Embora sejam majoritariamente pobres, os moradores de rua não podem ser classificados apenas por sua situação econômica, pois o perfil é variado – há de viciados em drogas a egressos do sistema prisional e de hospitais psiquiátricos. Esse quadro complexo desaconselha abordagens simplórias – não é possível mais considerar que a abertura de vagas em abrigos baste para resolver a questão.

São Paulo oferece mais de 20 mil vagas de acolhimento, mas a população de rua não para de crescer. Isso significa que são necessárias outras iniciativas. Há vários programas da Prefeitura voltados para esses moradores – são 136 serviços para a população de rua. Um deles cria frentes de trabalho, em áreas como zeladoria de parques e praças e auxílio em obras, com treinamento e bolsa-auxílio mensal que pode chegar a R$ 1.047,90. Outros acolhem públicos específicos, como mulheres e idosos, além de proporcionarem acesso à saúde e ao lazer.

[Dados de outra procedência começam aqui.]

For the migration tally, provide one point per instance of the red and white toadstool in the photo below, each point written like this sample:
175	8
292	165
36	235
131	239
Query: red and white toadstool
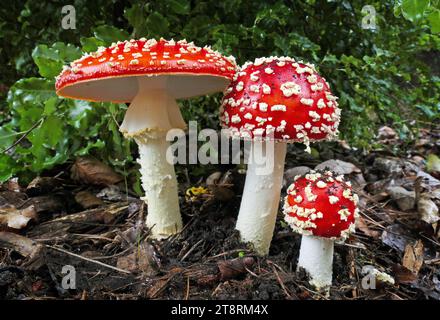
322	207
150	75
281	100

O poder público está mobilizando recursos para tentar mitigar o problema, mas este só faz crescer e se tornar mais desafiador – especialmente porque a persistência do desemprego e do subemprego muito provavelmente vai ampliar ainda mais a população de rua. Assim, enquanto o País não voltar a crescer e ampliar as oportunidades de trabalho em especial para os mais pobres, qualquer iniciativa voltada para os moradores de rua será bem-vinda, mas não deixará de ser apenas paliativa, destinada a devolver a essas pessoas ao menos um pouco de dignidade.